Now Vets First Choice is hiring like mad, building strong tech platforms, setting up regulatory and supply chains, shoring up their mail-order pharmacy in Nebraska, and refining their pet-owner call center in Kansas. “It’s this excellent team we’ve assembled and the way we solve problems that works,” Shaw says. “The vet pharmacy space is partly a side note.  It’s more about how we think about projects and how we engage customers than about vet pharmacy.” He likes to cite an idiom that his father is known to often repeat: “it’s less about what you do than who you are.”

Working in Maine was non-negotiable for Shaw. Cape Elizabeth is home to him, his wife, Bernadette, and their three young children. Being in Maine means that Shaw and his team spend the bulk of the day on videoconference, staging meetings all over the country.

“This is a big deal,” he says, “that we can live in Maine and be effective in the virtual market. Fifteen years ago this couldn’t have happened. We’re comfortable in this virtual space now. One of the challenges in making Maine your home is how to have deeply satisfying careers. Entrepreneur ends up being a frequent choice for people here.”

 

A case of old meets new: Portland’s Custom House looks through the window at Ben Shaw of Vets First Choice

 

The customer is what it’s all about for Shaw, and veterinarians seem to be among some of the very best. “They’re very loyal and thoughtful,” he says. “They’re Peace-Corps workers in a sense. They’re passionate about their work and their love of their clients. They aren’t income-driven. You could go into about any other specialty in medicine to make more money. They love what they do. And that’s the greatest thing.”

Vets are generalists who see an amazing range of patients: cats and horses and lizards for every conceivable problem. “They practice geriatric care,” Shaw says, and “cardiology, infectious disease, nutrition, dentistry, and trauma care, and if that’s not enough, they are a full-blown pharmacy.”

Imagine that you’re a veterinarian, Shaw says, “And the customer comes in with her cat and tells you, ‘Fluffy just isn’t herself. She’s not eating.’ As the doctor, you know you have about 20 minutes and 50 bucks to figure out why she’s not eating. As a vet you have very little time and very precious cash pay. So you’re phenomenally resourceful and extremely independent.”

Shaw’s company has exploded on to the scene, but they weren’t the first. Other veterinarian online services were providing home delivery. But they weren’t addressing the complexity of the retail and direct marketing piece, or pharmacy management and the issues around private practice. “We were the first to do all three, and to follow pharmacy rules.”

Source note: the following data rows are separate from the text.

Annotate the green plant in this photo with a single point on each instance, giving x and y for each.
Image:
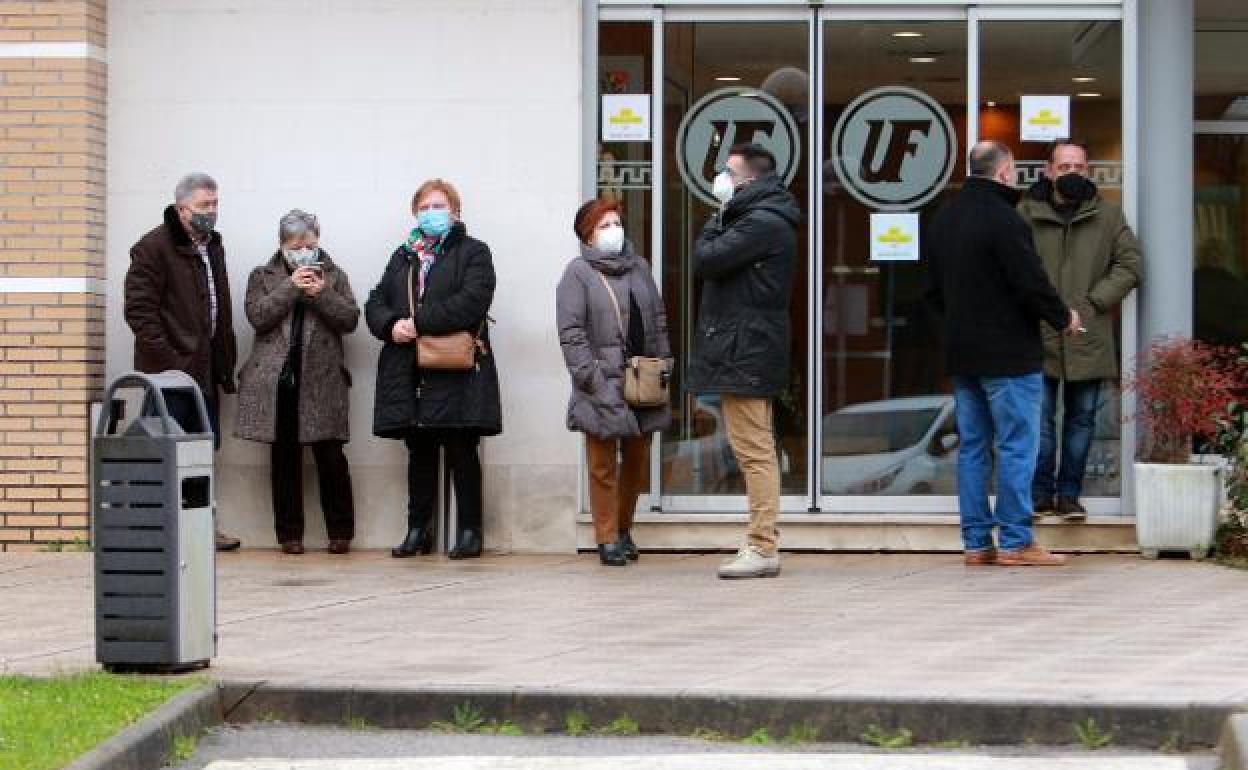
(1173, 743)
(502, 728)
(464, 718)
(805, 733)
(622, 725)
(877, 736)
(957, 743)
(46, 723)
(1090, 735)
(575, 723)
(184, 748)
(1183, 389)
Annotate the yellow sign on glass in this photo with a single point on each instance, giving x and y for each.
(894, 237)
(1045, 117)
(625, 117)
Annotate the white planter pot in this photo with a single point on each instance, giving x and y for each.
(1176, 508)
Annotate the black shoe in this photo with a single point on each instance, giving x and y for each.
(468, 547)
(628, 547)
(610, 555)
(419, 539)
(1071, 511)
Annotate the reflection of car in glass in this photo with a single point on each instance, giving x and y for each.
(901, 446)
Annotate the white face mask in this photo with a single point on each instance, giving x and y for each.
(610, 240)
(301, 257)
(723, 189)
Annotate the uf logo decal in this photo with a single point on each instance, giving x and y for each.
(730, 116)
(894, 149)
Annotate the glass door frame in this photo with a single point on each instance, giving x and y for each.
(659, 13)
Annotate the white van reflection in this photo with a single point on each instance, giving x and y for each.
(901, 446)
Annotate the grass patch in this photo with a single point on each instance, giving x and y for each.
(710, 734)
(880, 738)
(1091, 736)
(48, 723)
(184, 748)
(805, 733)
(622, 725)
(464, 718)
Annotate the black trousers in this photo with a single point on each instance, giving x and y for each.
(422, 476)
(286, 472)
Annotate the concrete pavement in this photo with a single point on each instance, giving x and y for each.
(858, 625)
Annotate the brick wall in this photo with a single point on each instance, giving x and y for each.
(53, 94)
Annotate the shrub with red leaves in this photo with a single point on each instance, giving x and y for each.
(1183, 388)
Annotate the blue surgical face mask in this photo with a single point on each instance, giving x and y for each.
(433, 222)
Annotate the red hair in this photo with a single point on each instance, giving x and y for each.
(589, 215)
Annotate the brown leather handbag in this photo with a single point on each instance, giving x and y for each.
(453, 352)
(645, 378)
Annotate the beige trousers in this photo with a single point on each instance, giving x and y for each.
(614, 484)
(753, 439)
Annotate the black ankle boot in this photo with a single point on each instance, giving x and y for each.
(628, 547)
(419, 539)
(468, 547)
(610, 555)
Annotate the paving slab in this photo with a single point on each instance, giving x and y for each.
(726, 761)
(1107, 628)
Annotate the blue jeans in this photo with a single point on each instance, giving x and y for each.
(1001, 413)
(1080, 404)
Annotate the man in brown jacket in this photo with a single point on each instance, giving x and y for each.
(177, 303)
(1093, 260)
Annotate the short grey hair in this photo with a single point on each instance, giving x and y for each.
(192, 181)
(296, 224)
(986, 157)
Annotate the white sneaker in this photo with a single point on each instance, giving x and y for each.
(750, 563)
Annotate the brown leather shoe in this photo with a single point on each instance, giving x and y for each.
(1032, 555)
(980, 558)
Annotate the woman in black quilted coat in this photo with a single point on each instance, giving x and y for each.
(451, 276)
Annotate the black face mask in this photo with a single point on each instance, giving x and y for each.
(202, 224)
(1075, 187)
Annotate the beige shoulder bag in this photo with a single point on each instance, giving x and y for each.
(454, 352)
(645, 380)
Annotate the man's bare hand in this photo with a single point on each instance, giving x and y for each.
(403, 332)
(1076, 326)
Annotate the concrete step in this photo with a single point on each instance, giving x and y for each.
(859, 532)
(736, 761)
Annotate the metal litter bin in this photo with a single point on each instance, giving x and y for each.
(151, 502)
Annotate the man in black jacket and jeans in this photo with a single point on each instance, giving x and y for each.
(745, 258)
(990, 286)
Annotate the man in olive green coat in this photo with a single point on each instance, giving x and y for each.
(1093, 260)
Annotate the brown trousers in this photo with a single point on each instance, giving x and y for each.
(615, 483)
(751, 436)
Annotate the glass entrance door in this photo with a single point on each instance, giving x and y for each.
(894, 122)
(728, 82)
(870, 111)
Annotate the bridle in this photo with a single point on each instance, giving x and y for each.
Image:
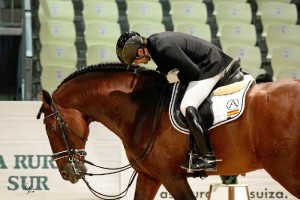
(70, 152)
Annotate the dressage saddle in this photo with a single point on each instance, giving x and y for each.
(232, 75)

And Shaw’s take on the pulse of other Maine start-ups? “I continue to be impressed,” he says, “with the smaller new companies who are coming here to Maine. You can do business in Maine. You can make it work.”

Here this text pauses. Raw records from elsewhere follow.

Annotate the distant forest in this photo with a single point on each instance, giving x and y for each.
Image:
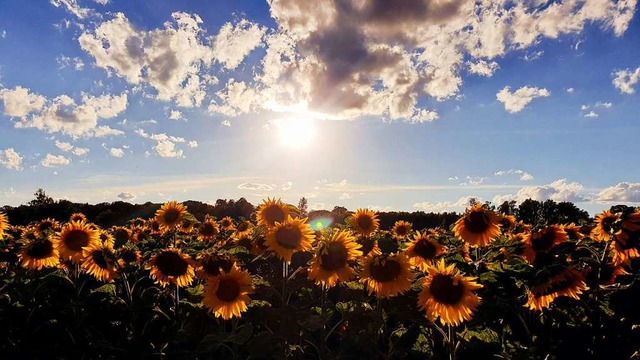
(120, 212)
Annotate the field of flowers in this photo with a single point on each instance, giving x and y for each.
(280, 285)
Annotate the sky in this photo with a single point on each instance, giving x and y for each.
(402, 105)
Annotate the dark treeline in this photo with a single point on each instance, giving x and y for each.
(120, 212)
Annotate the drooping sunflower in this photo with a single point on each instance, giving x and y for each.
(478, 226)
(401, 230)
(448, 294)
(603, 228)
(272, 211)
(423, 250)
(331, 261)
(564, 282)
(226, 223)
(100, 261)
(226, 295)
(542, 241)
(364, 221)
(171, 266)
(208, 230)
(386, 275)
(170, 215)
(72, 238)
(38, 254)
(290, 236)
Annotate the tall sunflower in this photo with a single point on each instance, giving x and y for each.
(604, 222)
(478, 226)
(331, 261)
(364, 221)
(73, 237)
(272, 211)
(448, 295)
(564, 282)
(38, 254)
(423, 250)
(100, 261)
(386, 275)
(226, 295)
(290, 236)
(401, 229)
(170, 215)
(171, 266)
(542, 241)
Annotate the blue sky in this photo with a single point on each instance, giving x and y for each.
(417, 106)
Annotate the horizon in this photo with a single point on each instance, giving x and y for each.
(415, 108)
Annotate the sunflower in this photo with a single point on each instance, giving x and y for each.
(46, 226)
(272, 211)
(73, 237)
(423, 251)
(4, 224)
(364, 221)
(401, 229)
(478, 226)
(448, 294)
(331, 261)
(38, 254)
(99, 261)
(226, 223)
(289, 236)
(565, 282)
(170, 266)
(603, 228)
(386, 275)
(542, 241)
(170, 215)
(226, 294)
(243, 228)
(208, 230)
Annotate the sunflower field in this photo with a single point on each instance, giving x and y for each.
(280, 285)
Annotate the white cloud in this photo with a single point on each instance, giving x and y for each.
(524, 176)
(559, 190)
(116, 152)
(11, 159)
(623, 192)
(625, 80)
(516, 101)
(55, 160)
(483, 68)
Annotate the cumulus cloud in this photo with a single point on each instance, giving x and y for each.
(55, 160)
(524, 176)
(559, 190)
(623, 192)
(625, 80)
(11, 159)
(516, 101)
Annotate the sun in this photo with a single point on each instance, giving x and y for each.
(296, 133)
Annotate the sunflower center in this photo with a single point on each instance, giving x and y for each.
(40, 249)
(289, 237)
(228, 290)
(476, 222)
(171, 216)
(274, 214)
(446, 289)
(385, 271)
(76, 239)
(171, 264)
(544, 241)
(335, 258)
(99, 258)
(365, 222)
(425, 249)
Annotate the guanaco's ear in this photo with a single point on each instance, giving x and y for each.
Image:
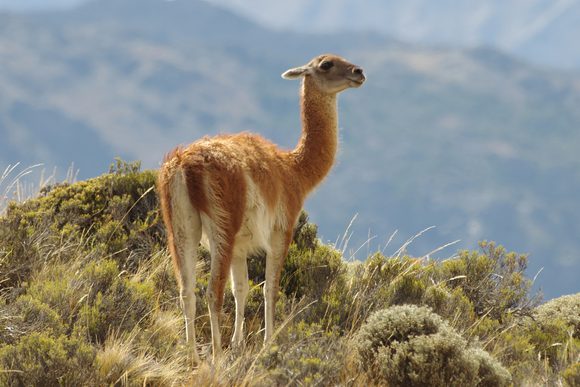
(296, 72)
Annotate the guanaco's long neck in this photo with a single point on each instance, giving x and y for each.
(316, 150)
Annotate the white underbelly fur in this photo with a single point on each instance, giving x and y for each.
(258, 225)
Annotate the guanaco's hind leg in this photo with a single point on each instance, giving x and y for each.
(221, 257)
(240, 290)
(279, 242)
(187, 230)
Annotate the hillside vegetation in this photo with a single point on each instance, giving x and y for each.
(476, 142)
(88, 297)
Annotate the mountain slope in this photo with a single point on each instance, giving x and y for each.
(475, 142)
(542, 31)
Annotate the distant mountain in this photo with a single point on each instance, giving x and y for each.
(546, 32)
(473, 141)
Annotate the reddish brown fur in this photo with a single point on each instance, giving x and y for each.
(215, 170)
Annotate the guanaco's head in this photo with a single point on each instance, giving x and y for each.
(331, 73)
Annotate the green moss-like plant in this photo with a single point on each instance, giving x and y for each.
(408, 345)
(40, 359)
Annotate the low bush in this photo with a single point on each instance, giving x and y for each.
(411, 346)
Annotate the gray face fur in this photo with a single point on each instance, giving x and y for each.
(332, 73)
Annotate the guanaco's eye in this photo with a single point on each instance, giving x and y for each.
(326, 65)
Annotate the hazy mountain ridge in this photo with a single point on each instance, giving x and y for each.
(542, 31)
(473, 141)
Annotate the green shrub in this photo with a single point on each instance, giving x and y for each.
(116, 214)
(565, 308)
(493, 280)
(411, 346)
(42, 360)
(305, 355)
(572, 375)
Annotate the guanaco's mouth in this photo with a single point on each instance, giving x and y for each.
(356, 82)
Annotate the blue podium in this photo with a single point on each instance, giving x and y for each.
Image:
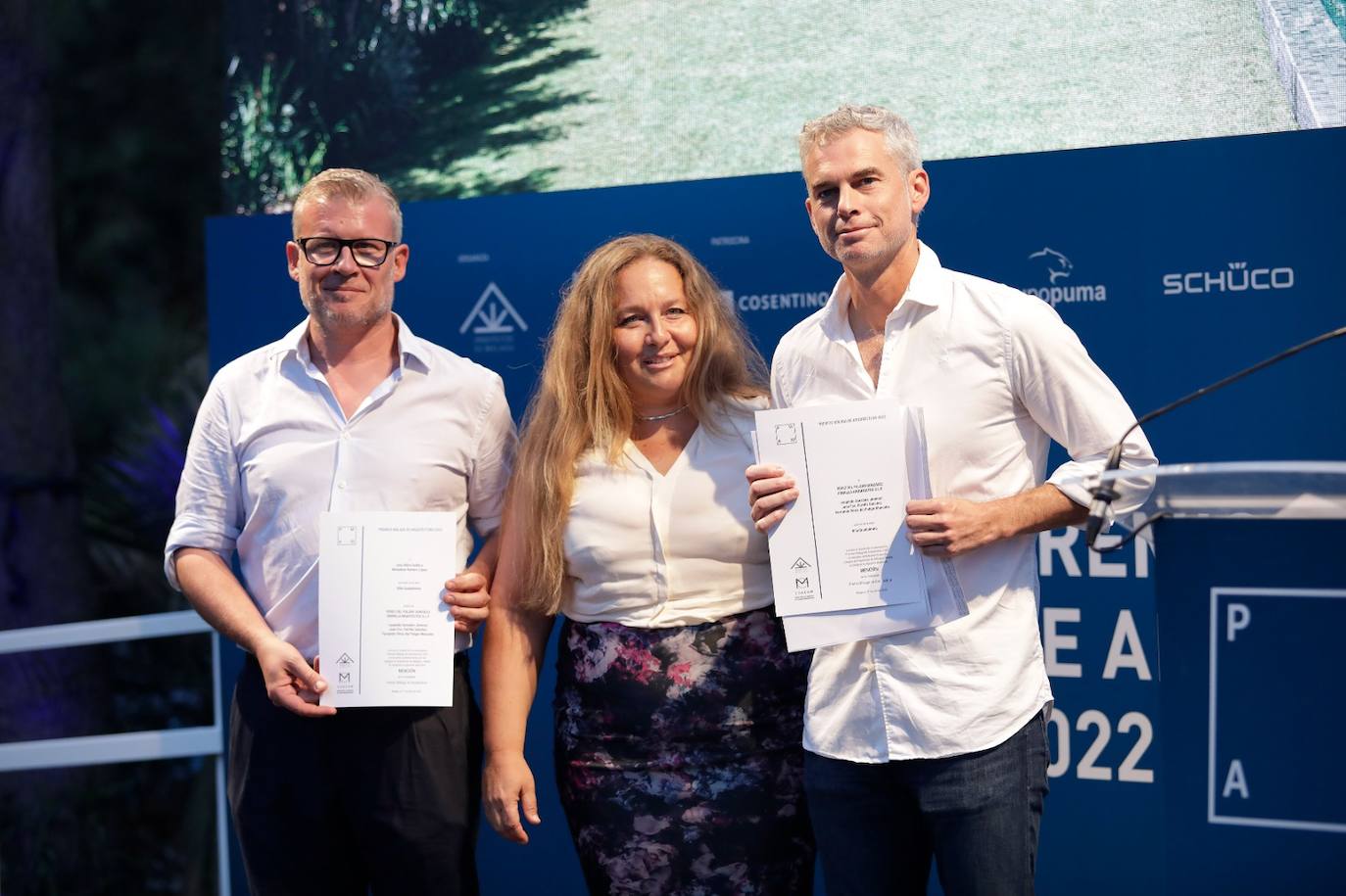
(1251, 594)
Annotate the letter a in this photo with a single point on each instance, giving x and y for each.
(1236, 780)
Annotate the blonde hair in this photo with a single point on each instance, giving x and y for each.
(898, 136)
(582, 401)
(350, 184)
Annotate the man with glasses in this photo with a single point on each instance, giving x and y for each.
(349, 410)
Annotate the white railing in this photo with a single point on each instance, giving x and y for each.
(129, 747)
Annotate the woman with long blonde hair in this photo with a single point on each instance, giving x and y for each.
(679, 711)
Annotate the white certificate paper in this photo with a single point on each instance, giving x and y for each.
(384, 636)
(842, 545)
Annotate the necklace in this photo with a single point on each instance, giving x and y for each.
(658, 417)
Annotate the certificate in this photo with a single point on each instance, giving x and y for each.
(842, 545)
(384, 636)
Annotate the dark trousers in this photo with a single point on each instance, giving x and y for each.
(367, 799)
(976, 816)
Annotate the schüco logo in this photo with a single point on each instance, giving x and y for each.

This start-up story is about a founder who’s hoping to stay around for a long time. He says it’s terrifying and exhausting and incredibly exciting to be on this ride. “We didn’t set up Vets First Choice to be small,” Shaw explains. “We hope to be a billion-dollar company one day. Different kinds of leadership is needed at different stages. I’m not going anywhere. I’m having a lot of fun.”